This weekend I was traveling with my father, driving all around upstate and central New York, visiting family and old colleges. Dad isn't much of a jazz fan but he was a sport about the music I was playing throughout the trip, and it kept me from going insane listening to the non-stop sports talk radio he prefers. Here are some of the selections we listened to over the course of the trip:
The Complete Recordings of Stan Getz Quintet w/ Jimmy Raney (Mosaic, 1990) I thought this would be a good way to start off the trip, since Getz is one of the few jazz musicians Dad knows due to his popularity in the 1950's and 60's. His group with Raney is wonderfully melodic and easy to listen to. The early Stan Getz album entitled Play was one of the first albums to entrance me when I was young and I continue to enjoy the music. The Mosaic set is well out of print, but the music is available in several other collections. Some of the music recorded live at the Storyville jazz club in Boston is quite exciting and the band runs through a variety of tempos from flat out bop to breathy ballads. It's a joy to listen to Getz play with the melody to "Pennies from Heaven" and the rest of the set is just as fine. Dad seemed to like it but the music did get a little sleepy after a while of driving for three hours in the pouring rain.

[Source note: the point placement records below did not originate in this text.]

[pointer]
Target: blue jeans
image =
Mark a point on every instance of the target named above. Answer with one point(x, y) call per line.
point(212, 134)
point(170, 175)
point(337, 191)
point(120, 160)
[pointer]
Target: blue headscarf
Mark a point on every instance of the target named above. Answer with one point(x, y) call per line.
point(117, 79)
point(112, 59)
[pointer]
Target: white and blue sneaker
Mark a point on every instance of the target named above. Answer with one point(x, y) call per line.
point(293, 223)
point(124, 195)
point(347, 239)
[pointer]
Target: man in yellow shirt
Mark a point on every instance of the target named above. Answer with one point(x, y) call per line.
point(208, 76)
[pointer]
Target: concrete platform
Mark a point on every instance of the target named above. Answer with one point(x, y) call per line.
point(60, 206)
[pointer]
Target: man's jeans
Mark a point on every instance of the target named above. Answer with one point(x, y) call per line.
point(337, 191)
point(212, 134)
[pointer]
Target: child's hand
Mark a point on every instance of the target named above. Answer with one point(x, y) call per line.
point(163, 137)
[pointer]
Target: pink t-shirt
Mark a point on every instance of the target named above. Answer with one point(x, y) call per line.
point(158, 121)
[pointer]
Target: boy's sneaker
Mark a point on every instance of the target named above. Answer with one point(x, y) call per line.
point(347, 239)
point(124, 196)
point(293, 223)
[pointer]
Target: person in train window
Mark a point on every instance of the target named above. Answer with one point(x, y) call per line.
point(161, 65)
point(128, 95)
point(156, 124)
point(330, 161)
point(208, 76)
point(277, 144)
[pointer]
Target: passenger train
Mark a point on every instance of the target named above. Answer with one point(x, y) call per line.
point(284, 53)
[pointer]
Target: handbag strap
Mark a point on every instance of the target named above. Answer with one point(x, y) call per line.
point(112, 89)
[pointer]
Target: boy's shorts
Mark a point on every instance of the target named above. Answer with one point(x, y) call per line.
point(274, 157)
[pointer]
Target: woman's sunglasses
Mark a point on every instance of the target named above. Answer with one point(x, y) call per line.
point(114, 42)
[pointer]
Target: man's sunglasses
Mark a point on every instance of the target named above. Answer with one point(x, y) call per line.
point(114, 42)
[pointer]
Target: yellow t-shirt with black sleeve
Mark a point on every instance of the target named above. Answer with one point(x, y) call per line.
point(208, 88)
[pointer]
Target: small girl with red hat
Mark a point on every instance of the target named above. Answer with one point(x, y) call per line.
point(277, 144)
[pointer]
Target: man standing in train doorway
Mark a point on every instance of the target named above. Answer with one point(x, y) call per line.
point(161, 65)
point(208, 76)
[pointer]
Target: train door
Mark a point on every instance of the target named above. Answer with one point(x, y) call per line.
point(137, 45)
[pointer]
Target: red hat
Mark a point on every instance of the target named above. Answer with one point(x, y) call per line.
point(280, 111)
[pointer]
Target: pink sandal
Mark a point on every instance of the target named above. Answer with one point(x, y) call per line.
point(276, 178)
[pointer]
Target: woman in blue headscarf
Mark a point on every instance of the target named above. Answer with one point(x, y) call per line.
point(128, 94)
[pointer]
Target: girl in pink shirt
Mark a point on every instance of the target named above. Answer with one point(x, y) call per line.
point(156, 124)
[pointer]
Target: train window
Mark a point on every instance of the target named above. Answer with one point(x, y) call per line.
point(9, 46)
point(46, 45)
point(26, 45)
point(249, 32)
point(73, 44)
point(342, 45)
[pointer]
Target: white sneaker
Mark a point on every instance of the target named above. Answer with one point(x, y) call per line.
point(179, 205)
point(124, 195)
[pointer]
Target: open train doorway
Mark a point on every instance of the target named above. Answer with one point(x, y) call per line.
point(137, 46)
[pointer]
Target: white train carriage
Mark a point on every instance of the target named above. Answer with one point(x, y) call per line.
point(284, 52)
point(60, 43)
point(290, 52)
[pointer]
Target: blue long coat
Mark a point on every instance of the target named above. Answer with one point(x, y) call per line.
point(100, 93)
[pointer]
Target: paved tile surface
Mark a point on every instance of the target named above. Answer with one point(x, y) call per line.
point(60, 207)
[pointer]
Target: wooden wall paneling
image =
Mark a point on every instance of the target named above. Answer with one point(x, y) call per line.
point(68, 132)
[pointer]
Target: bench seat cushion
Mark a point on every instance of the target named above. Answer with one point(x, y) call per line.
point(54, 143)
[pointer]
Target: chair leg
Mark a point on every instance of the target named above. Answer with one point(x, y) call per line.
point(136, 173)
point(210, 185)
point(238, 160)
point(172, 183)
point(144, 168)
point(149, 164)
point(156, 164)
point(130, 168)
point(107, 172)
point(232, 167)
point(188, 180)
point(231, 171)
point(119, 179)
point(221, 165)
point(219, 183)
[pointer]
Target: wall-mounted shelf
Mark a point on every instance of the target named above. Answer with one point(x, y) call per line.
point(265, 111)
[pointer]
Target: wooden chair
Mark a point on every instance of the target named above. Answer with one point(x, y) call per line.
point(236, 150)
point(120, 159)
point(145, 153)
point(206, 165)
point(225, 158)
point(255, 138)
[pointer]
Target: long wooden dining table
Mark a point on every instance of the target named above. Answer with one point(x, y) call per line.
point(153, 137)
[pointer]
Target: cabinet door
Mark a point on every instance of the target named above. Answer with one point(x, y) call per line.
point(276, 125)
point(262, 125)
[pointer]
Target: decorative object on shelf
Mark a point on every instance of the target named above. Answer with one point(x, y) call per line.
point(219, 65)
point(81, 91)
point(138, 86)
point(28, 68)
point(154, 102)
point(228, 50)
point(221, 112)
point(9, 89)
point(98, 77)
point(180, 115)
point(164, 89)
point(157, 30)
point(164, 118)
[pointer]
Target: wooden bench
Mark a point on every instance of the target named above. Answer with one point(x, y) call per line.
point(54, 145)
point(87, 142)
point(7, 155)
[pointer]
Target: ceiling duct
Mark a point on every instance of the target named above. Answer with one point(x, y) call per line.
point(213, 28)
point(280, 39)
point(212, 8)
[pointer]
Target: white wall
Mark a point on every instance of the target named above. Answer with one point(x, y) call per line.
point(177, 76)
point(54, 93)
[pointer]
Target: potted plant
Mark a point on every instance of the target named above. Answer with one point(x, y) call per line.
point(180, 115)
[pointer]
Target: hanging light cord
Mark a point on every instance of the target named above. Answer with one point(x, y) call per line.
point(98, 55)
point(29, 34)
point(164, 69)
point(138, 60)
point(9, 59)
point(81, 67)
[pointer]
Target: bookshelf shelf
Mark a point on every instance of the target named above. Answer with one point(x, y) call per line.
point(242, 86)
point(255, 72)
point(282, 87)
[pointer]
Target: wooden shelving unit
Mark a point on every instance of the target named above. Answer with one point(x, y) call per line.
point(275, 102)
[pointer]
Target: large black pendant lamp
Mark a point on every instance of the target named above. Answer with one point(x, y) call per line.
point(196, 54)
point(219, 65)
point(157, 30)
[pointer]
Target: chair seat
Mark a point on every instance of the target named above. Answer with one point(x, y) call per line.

Horace Silver - Song for My Father (Blue Note, 1964) This is certainly a classic and a good choice when driving around with one's father. Silver's aggressively percussive piano, and the punchy front line of Joe Henderson on tenor saxophone and Carmell Jones on trumpet woke us up and got the energy level back up. Highlights were the title track with the famous piano opening that was poached by Steely Dan and Joe Henderson's excellent composition "The Kicker." Silver uses a variety of rhythms and tempos here which makes the music continually interesting. This one was a big hit with Dad commenting on how much he liked it and patting along on his knee in time. I think I'll send him a CD of the album for Father's Day.
Wayne Shorter - Juju (Blue Note, 1964) This one was for me because it is my favorite Shorter LP, and I think it was about as outre as I could get music wise without annoying my passenger. With Shorter playing just tenor saxophone with a killer John Coltrane associated rhythm section of McCoy Tyner on piano, Reggie Workman on bass and Elvin Jones on drums, it is some of Shorter's most forthright work on record. I know the critique of this album is that it is a Coltrane Quartet knock-off, but there are enough differences in Shorter's saxophone styling and his compositions so that it stands very well on his own. This album and Adam's Apple are my favorite Shorter albums because he is alone on the front line, and briefly abandons the enigmatic nature that is his default musical persona to be more gregarious and direct with his approach. He nears the avant garde on the title track with a very exciting sharp edged attack, and presents one of his most interesting and overlooked compositions with "House of Jade." This one only got a non-committal grunt from my father, as expected. He's loves a good melody, and while there are fine melodic statements to be found here, they are sometimes lost amid the very stringent improvisation.
Stanley Turrentine - That's Where It's At (Blue Note, 1962) This soulful slab of music got things back on track. The two of us actually saw Turrentine at the Van Dyck jazz club in Schenectady many years ago. Blues and soul is the nature of the music here, it is very sunny and friendly music, with Les McCann's percussive piano comping and melodies, and Turrentine contributing gales of accessible blues based saxophone. My father seems to like music with defined melodies and accessible improvisations that he can tap his toe to and follow along. Music that tells a story, if you will. Turrentine's tenor saxophone and McCann's soulful, gospel drenched piano were a perfect match, and it is surprising this album has fallen under the radar somewhat, because it is quite good. This bluesy and soulful hard-bop was a big hit and was well received.